Hizzoner hopefuls Sal Albanese, Anthony Weiner, and John Liu sparred at an Aug. 22 Democratic debate over the controversial idea of charging a toll on the bridges over the East River.
Albanese argued that levying a fee of $2 or $3 on motorists using the iconic spans linking Brooklyn and Queens to Manhattan — a proposal Mayor Bloomberg failed to sell in 2006 and 2008 — is necessary to lower the $15 toll imposed on the Verrazano Bridge, the highest in the nation. The former Bay Ridge city councilman pointed out that northern Brooklynites living near the three cross-river bridges enjoy numerous trains and buses. Meanwhile, residents in the southern end of the borough and in Staten Island have only a few.
“You want to have tolls where there are more mass transit options, and lower tolls where there are less,” said Albanese. “It’s only fair.”
Weiner jumped on Albanese’s remarks, calling him a Bloomberg clone and accusing him of selling out the people of his home borough.
“I’m against the Bloomberg plan for tolls on bridges, I’m against the Albanese plan for tolls on bridges,” the said the former congressman and city councilman from Sheepshead Bay. “We should not tax people from Brooklyn to go to Manhattan.”
Liu used the opportunity to pitch his own plan — placing a toll on the bridges exclusively for people coming from outside the five boroughs.
“Only non-residents of New York City would have to pay,” the city comptroller said.
Albanese immediately questioned the plan’s plausibility.
“Impossible to enforce,” the rival contender shot back.

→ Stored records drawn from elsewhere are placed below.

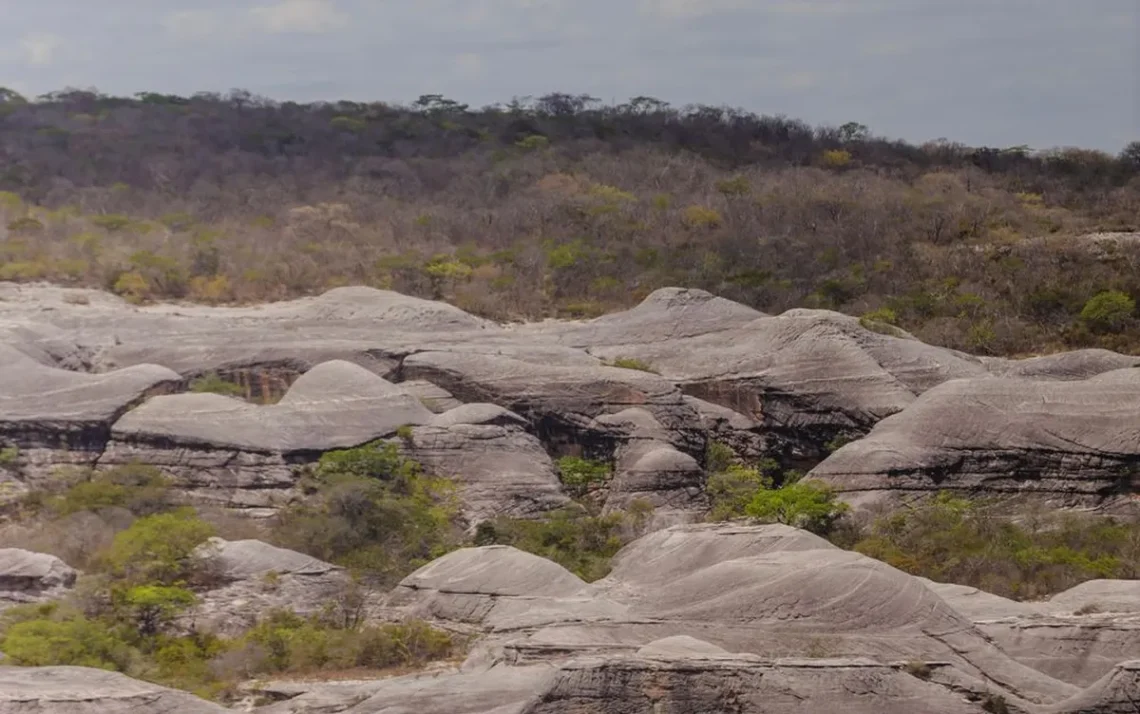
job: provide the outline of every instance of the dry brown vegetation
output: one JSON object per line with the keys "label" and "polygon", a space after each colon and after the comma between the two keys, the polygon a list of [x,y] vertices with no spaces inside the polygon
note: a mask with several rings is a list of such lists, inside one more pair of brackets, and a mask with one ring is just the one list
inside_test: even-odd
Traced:
{"label": "dry brown vegetation", "polygon": [[0,189],[0,280],[138,302],[364,284],[521,319],[681,285],[982,353],[1140,341],[1140,243],[1081,238],[1140,229],[1140,144],[911,146],[646,98],[0,91]]}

But Liu suggested that his plan could use EZ-Pass stickers like the ones Rockaway residents use to receive a discount on the Cross Bay Bridge — or, possibly, a kind of license plate scanner.
“The mechanisms are already in place,” Liu said.

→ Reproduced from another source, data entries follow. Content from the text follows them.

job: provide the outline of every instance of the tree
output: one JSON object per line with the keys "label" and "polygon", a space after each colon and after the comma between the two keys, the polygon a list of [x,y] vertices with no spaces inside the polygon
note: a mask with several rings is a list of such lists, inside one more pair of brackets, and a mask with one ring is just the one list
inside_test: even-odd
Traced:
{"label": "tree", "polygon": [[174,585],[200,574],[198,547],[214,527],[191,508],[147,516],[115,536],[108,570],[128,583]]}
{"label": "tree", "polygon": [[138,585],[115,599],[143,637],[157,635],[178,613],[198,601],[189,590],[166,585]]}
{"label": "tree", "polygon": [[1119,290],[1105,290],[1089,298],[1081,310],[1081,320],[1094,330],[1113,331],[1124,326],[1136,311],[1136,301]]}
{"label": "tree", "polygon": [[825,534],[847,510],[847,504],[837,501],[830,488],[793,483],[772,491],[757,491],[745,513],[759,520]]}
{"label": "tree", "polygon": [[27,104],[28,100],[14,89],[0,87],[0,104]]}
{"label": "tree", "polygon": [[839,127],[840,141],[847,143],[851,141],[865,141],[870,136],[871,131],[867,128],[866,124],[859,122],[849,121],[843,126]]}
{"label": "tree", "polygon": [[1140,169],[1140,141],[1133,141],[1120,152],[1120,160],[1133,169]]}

But Albanese still disputed the proposal’s feasibility, noting the number of city residents with out-of-state plates, and pointing out that a plan utilizing EZ-Pass or license plate registrations would have to combine city and state computer systems.
“It sounds good, but it doesn’t make sense,” Albanese said.
The National Restaurant in Brighton Beach hosted the debate, and Russian-language Davidzon Radio and Assemblyman Alec Brook-Krasny (D–Coney Island) organized it. Nearly the entire slate of candidates present — which included Public Advocate Bill DeBlasio, the Reverend Erick Salgado, and former comptroller Bill Thompson — vowed to appoint a Russian-American to a prominent cabinet post, except for Weiner. He said that he didn’t believe in ethnic quotas, but noted that his grandfather was born in Russia.
“So, you would have someone from the Russian-American community in the highest levels of government, if I am elected,” Weiner said.